Beynimizin yüzde sekseni sudan oluşur
Çoğunlukla beynimizi lastik kıvamında sanıyoruz. Evet, beynimiz çok yumuşak zaten yüzde sekseni su. Kıvamı yumuşamış tereyağı veya koyu kremaya benzer. Bu yumuşacık beyin sert bir kafatası sayesinde korunur. Bu kafatası kemik çıkıntılardan oluşuyor. Bu çıkıntıların bazıları bıçak gibi keskindir. Mesela başa bir darbe alsak bu keskin kemik çıkıntıları yumuşak beyne zarar verebilir. Yani kafamız öyle futbol topuna vurmaya, boks maçı yapmaya filan tasarlanmamıştır.
Hafif darbeler bile beyne hasar verebilir
Beyin hasarı deyince kazada arabanın camından fırlamak gibi algılıyoruz. Ama beynimizin etkilenmesi için ciddi yaralanması gerekmiyor.

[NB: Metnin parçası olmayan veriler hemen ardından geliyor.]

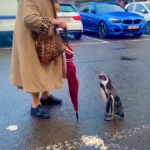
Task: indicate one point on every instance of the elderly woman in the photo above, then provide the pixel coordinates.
(26, 70)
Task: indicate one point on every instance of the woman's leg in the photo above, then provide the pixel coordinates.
(35, 99)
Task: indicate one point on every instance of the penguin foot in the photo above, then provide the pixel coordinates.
(108, 117)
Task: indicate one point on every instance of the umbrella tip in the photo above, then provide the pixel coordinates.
(77, 115)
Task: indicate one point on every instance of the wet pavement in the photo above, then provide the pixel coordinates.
(126, 60)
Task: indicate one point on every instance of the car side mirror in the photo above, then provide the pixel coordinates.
(143, 11)
(93, 11)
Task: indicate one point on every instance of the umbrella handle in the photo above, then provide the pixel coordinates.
(77, 115)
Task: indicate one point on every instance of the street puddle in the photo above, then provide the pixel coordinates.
(125, 58)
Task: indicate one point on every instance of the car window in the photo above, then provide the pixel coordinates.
(84, 8)
(139, 8)
(90, 7)
(148, 5)
(67, 8)
(109, 8)
(130, 7)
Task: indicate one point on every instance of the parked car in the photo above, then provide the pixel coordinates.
(8, 9)
(108, 18)
(68, 12)
(141, 8)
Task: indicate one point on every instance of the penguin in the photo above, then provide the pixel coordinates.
(110, 96)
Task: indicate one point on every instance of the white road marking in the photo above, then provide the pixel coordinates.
(95, 39)
(87, 43)
(12, 128)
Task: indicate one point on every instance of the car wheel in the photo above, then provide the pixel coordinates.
(77, 36)
(102, 30)
(137, 34)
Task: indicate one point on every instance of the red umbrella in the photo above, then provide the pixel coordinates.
(72, 77)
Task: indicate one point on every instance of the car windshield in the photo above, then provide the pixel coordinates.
(109, 8)
(66, 8)
(148, 5)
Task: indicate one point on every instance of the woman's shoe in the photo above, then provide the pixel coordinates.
(51, 100)
(39, 112)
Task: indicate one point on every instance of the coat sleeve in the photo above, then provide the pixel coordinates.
(33, 19)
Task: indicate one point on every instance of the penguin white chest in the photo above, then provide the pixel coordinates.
(103, 95)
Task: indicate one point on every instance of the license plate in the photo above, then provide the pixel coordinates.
(133, 27)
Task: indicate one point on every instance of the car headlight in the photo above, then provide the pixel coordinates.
(115, 20)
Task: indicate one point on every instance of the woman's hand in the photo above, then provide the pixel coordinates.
(60, 22)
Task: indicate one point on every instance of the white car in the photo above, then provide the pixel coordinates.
(8, 10)
(68, 12)
(141, 8)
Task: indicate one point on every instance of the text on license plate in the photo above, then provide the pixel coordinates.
(133, 27)
(68, 19)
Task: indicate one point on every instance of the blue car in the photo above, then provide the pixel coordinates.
(108, 18)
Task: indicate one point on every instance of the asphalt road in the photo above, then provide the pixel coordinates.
(126, 60)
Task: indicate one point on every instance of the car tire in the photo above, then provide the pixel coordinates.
(137, 34)
(102, 30)
(77, 36)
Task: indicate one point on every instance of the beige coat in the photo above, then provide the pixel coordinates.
(26, 70)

Beyne hafif bir darbe bile duygusal, davranışsal ve hafızada problemler yaratabiliyor. Bu şu demek oluyor; futbol topları ile kafanıza vurmayın, başınıza kask takmadan bisiklete binmeyin, kayak yaparken düşme riskinizi bilin.
Beyninizde bir beyin rezervi var. Beyin rezervi stresli olaylar veya hasarlarda beynin sağlıklı çalışması için yastık görevi görür. Ne kadar çok rezerviniz güçlü ise o kadar beklenmedik olaylarla başa çıkabiliriz. Her tür kafa travması sağlıklı beyin dokusunu öldürecek ve beyin rezervinizi azaltacaktır. Aslında doğduğumuzda beyin rezervimiz benzer ama yaşantı ve tecrübe ile rezerv artar veya azalır. Sevgi dolu bir evde büyürseniz alkolden uzak duruyorsanız rezerviniz fazladır.